A remuneração do funcionalismo, assim como a aposentadoria, é desproporcionalmente elevada; daí, a necessidade também de uma reforma neste campo
A conhecida e repetida frase do bilionário americano Warren Buffett — “sabe-se quem está nadando nu quando a maré baixa” — ajusta-se à perfeição ao efeito pedagógico da maior crise fiscal brasileira de que se tem notícia. Devido a estudos e debates, ela tem disseminado informações sobre fortes mecanismos de concentração de renda operados pelo Estado brasileiro. Alguns deles sempre justificados por bons propósitos: por exemplo, os bilhões de reais de crédito do BNDES subsidiados pelo dinheiro do contribuinte vão (ou estavam indo) para grandes empresas em condições de obter financiamentos no exterior, sob o argumento meritório da criação de empregos e de riquezas no país. Principalmente dos controladores das empresas, é certo, constata-se.
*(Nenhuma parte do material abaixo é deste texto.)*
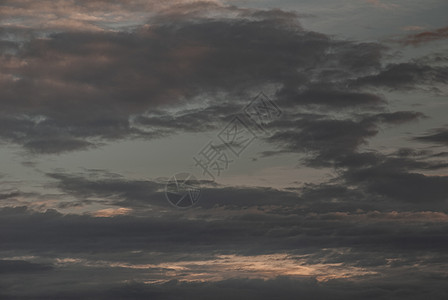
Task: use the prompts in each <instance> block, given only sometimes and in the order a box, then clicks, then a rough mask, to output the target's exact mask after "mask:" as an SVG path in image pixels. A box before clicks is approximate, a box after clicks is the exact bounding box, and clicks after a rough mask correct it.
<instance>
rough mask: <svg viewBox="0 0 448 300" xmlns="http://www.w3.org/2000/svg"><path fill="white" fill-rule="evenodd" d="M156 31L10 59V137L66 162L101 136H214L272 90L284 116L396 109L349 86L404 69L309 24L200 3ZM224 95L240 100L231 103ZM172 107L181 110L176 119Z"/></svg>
mask: <svg viewBox="0 0 448 300" xmlns="http://www.w3.org/2000/svg"><path fill="white" fill-rule="evenodd" d="M207 11H209V12H216V17H214V18H210V17H206V16H205V15H206V14H205V12H207ZM229 15H232V17H229ZM148 25H149V26H141V27H138V28H136V29H134V30H132V31H130V32H110V31H104V32H100V31H96V32H88V31H69V32H60V33H54V34H51V35H49V36H48V37H47V38H44V39H42V38H38V37H34V38H30V40H29V41H28V42H26V43H23V45H22V47H21V48H20V51H18V53H16V54H8V53H3V55H2V56H1V59H0V64H1V65H2V70H3V72H4V74H5V75H7V76H6V77H4V78H2V79H1V80H0V86H2V89H1V93H0V97H1V98H2V99H3V101H2V103H1V109H2V112H3V114H4V116H3V117H2V119H1V122H2V123H3V126H2V127H1V128H2V131H1V137H2V138H3V139H4V140H6V141H8V142H12V143H17V144H20V145H22V146H23V147H25V148H26V149H28V150H30V151H32V152H35V153H60V152H65V151H70V150H83V149H89V148H91V147H95V146H97V145H98V141H97V140H98V138H100V139H101V140H103V141H108V140H109V141H110V140H116V139H125V138H135V137H140V138H157V137H163V136H166V135H169V134H173V133H177V132H179V131H182V130H188V131H203V130H210V129H215V128H216V126H217V123H216V122H219V121H221V120H222V119H223V118H225V115H227V114H229V113H231V112H232V111H233V110H234V107H236V105H237V104H239V103H238V99H247V97H248V95H250V94H251V93H258V92H259V91H260V90H262V89H263V87H264V86H266V85H267V84H273V85H276V86H277V87H278V89H277V92H276V96H277V97H278V102H279V104H280V105H281V106H282V107H284V109H289V108H295V107H297V106H312V107H318V108H319V107H320V108H322V109H326V110H327V111H328V109H330V110H341V109H350V108H356V107H360V106H363V107H365V108H368V109H374V110H378V109H382V108H383V107H384V105H385V104H386V103H387V102H386V100H385V99H384V98H383V97H382V96H380V95H376V94H372V93H367V92H364V91H351V90H349V89H348V88H347V83H348V82H349V81H352V80H353V78H354V77H355V78H358V77H361V78H366V77H365V76H367V75H368V74H371V73H372V72H380V73H381V72H386V73H387V72H394V70H395V69H397V67H388V69H386V70H382V68H381V62H382V57H383V53H384V52H385V51H387V49H386V48H385V47H384V46H382V45H381V44H377V43H356V42H350V41H342V40H337V39H333V38H331V37H329V36H326V35H324V34H321V33H316V32H310V31H306V30H304V29H303V28H302V27H301V25H300V24H299V22H298V15H296V14H294V13H290V12H284V11H281V10H267V11H263V10H249V9H241V8H237V7H225V6H224V7H223V6H219V5H216V4H212V3H202V2H199V3H195V4H188V5H187V4H185V5H179V6H174V7H172V8H170V9H165V10H164V11H163V13H160V14H158V15H157V16H156V17H154V18H152V19H151V20H150V21H149V23H148ZM5 30H6V29H5ZM8 30H11V29H8ZM273 58H275V59H273ZM421 68H423V69H424V70H426V69H425V68H429V67H426V66H421ZM389 69H391V70H392V71H390V70H389ZM417 71H418V70H417ZM418 72H420V71H418ZM402 73H403V72H402ZM425 74H426V73H425ZM387 76H389V75H387ZM387 76H386V77H387ZM400 76H401V75H399V76H398V77H400ZM403 76H408V75H403ZM425 76H426V75H425ZM360 80H361V79H360ZM388 82H390V84H394V83H392V81H388ZM399 83H400V82H399ZM411 83H412V82H411ZM411 83H409V84H411ZM219 93H221V94H224V95H225V96H224V98H227V99H235V100H236V101H235V100H232V102H228V103H222V100H221V99H222V96H219V97H218V95H219ZM214 98H216V100H213V99H214ZM204 99H211V100H210V101H209V102H210V103H209V104H208V105H209V106H208V107H205V108H204V109H196V110H184V109H182V107H183V106H184V105H185V104H192V103H198V101H203V100H204ZM167 107H178V108H179V109H180V110H181V111H180V112H179V113H178V114H177V115H173V113H171V112H169V111H167V110H165V109H166V108H167ZM154 111H156V112H157V113H156V114H154V113H152V112H154ZM145 112H146V113H145ZM211 115H213V116H218V118H211ZM343 126H344V125H343ZM290 130H296V128H294V127H292V128H291V129H290ZM341 130H342V129H341ZM313 134H314V133H313ZM95 139H96V140H95ZM354 143H357V142H354Z"/></svg>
A explosão há tempos anunciada do sistema da Previdência apareceu à frente da sociedade, de forma mais visível, e tem sido possível chamar a atenção para o injusto desnível entre a aposentadoria dos servidores públicos e a do assalariado do setor privado. Neste, o limite do benefício, difícil de alcançar, é de cinco salários mínimos (R$ 5.531), enquanto em castas do funcionalismo há aposentadorias de vários milhares de reais. Nos servidores do Legislativo, por exemplo, a média é R$ 28 mil. Como o Tesouro cobre os inevitáveis déficits do sistema, esta é uma eficiente máquina de transferência de renda de pobres para ricos.
O tratamento preferencial do funcionalismo começa nos salários de carreira, assunto a ser tratado depois de aprovada a reforma da Previdência, segundo o jornal “Valor Econômico”. Será outra batalha no Congresso contra representantes de corporações e de castas.
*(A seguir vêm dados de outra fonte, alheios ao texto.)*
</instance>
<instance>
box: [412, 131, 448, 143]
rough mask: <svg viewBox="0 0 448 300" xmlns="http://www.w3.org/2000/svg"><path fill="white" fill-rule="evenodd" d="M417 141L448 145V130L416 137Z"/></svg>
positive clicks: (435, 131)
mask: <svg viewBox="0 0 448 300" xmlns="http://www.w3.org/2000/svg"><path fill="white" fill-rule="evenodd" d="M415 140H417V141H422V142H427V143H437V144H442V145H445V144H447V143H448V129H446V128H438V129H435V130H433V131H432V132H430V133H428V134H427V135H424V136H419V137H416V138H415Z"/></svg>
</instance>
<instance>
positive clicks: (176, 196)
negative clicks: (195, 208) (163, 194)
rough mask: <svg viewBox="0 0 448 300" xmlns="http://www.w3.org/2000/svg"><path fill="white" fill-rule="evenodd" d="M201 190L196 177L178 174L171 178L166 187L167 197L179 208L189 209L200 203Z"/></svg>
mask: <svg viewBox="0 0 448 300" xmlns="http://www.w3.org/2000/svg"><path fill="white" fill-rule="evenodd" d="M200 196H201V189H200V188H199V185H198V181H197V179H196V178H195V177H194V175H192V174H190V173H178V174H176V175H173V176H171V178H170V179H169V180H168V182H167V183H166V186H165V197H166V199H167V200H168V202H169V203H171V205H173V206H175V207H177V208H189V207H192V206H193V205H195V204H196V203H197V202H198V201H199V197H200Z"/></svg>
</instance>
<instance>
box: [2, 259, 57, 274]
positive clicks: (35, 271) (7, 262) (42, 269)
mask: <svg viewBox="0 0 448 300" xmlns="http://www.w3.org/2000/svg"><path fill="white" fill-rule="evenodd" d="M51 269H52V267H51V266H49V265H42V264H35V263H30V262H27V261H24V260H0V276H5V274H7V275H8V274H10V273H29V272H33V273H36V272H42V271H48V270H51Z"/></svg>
A intenção do governo, como na reforma da Previdência, tem uma lógica sólida: aproximar os salários de carreira no funcionalismo daqueles pagos na iniciativa privada. Será outra guerra, porque a extensão dos privilégios repete o da seguridade. Por exemplo, o salário inicial do funcionário de nível superior na função de gestor, no Executivo, no Banco Central e no Tesouro, é de R$ 16.933, e a proposta é que caia para R$ 5 mil, salário de início de carreira de professor universitário. As vantagens para a sociedade são várias: o servidor se esforçará para evoluir como profissional, e o contribuinte gastará menos com o segundo maior item do bloco de despesas obrigatórias da União, a folha do funcionalismo (12,6% do total). O primeiro é a Previdência (57,1%). Outra ideia é criar mecanismos de avaliação, para estabelecer neste mundo à parte do mercado de trabalho o critério do mérito, algo já tentado, sem êxito. Agora, na crise, há uma outra oportunidade.
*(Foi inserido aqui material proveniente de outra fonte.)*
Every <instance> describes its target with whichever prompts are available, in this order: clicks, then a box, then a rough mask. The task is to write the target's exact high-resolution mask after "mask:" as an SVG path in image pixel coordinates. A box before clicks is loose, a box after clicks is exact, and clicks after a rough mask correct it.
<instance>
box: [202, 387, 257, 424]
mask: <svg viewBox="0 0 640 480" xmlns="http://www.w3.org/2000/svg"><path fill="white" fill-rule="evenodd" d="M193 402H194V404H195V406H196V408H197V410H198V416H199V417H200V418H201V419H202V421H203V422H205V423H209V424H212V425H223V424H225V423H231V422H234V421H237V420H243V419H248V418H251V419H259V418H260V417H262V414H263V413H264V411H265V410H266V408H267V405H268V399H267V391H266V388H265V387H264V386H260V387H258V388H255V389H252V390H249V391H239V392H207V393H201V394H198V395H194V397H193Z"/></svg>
As mudanças, na Previdência e nos salários, se aprovadas, produzirão efeitos benéficos, boa parte a médio e longo prazos, porque há a garantia dos direitos adquiridos de razoável parcela do funcionalismo. Mas a certeza de que o Tesouro não ficará insolvente já será “precificado” no presente, com a tendência de queda dos juros. Colhem-se dividendos imediatos com os avanços.